Infine, non desta sorpresa la sorte riservata all’episodio di Gesù e l’adultera in Gv 8, 1-11, che nel 1987 era stato mantenuto, seppure in caratteri più piccoli, con una avvertenza:

I manoscritti אBSys omettono i versetti dal 53° al capitolo 8, versetto 11°, che (con alcune variazioni nei vari testi greci e versioni) dicono quanto segue:

Questa premessa è servita a preparare la revisione del 2017, dove l’intero passo è stato omesso e il cap. 8 inizia dal v. 12. La scelta è motivata dall’assenza dell’episodio nei codici Sinaitico e Vaticano, due delle fonti più autorevoli del testo giovanneo. Agli anonimi traduttori geovisti ovviamente non interessa che la critica testuale abbia stabilito diversamente, e con essa le Bibbie cattolica, ortodossa e protestanti. Il mio sospetto, più che fondato, è che sia stato deliberatamente soppresso un brano che attribuisce a Gesù una facoltà esclusiva di Dio, ovvero quella di rimettere i peccati.

 

 

Appendice

La croce nelle opere di San Giustino

Riguardo alla forma della croce, sulla quale è nota la posizione dei TdG in relazione ai termini stauròs e xylòn, tradotti con “palo di tortura”, riporto la testimonianza di San Giustino, morto martire nel 165:

La figura umana non differisce da quella degli animali irrazionali in nient’altro che in questo, cioè nella posizione verticale e nella capacità di stendere le mani, e nel portare in viso, sporgente sotto la fronte, quello che si chiama naso, attraverso il quale l’essere vivente respira, che non disegna altro che il segno della croce. (Apologia prima, LV, 4)

Nessuno potrebbe dire e dimostrare che le corna dell’unicorno si riferiscono ad altra realtà o raffigurazione che non sia la figura che rappresenta la croce. Il corno unico è infatti il legno ritto la cui parte superiore si sporge in alto come un corno quando viene innestato il legno trasversale, le cui estremità vengono ad essere come corna a lato dell’unico corno.
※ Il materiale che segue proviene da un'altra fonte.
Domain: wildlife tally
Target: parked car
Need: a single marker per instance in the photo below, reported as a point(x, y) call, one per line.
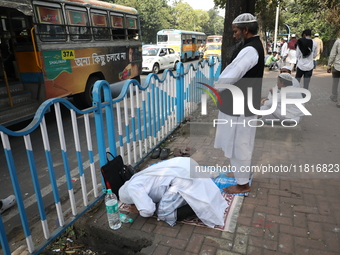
point(213, 50)
point(156, 58)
Anche la parte piantata nel mezzo, su cui poggiano coloro che vengono crocifissi, sporge come un corno e va quindi vista anch’essa come un corno foggiato e fissato come gli altri corni. (Dialogo con Trifone, XCI, 2)

Le descrizioni della croce riferite dal santo filosofo risultano molto preziose perché risalgono alla prima metà del II secolo, ovvero al periodo dei Padri apostolici, discepoli e diretti successori degli Apostoli, e confermano le note attestazioni archeologiche sull’argomento. Le parole di Giustino, inserite nel contesto della Apologia prima e del Dialogo con Trifone, mostrano chiaramente come la descrizione della croce a doppio braccio fosse l’unica rappresentazione nota ai cristiani del tempo.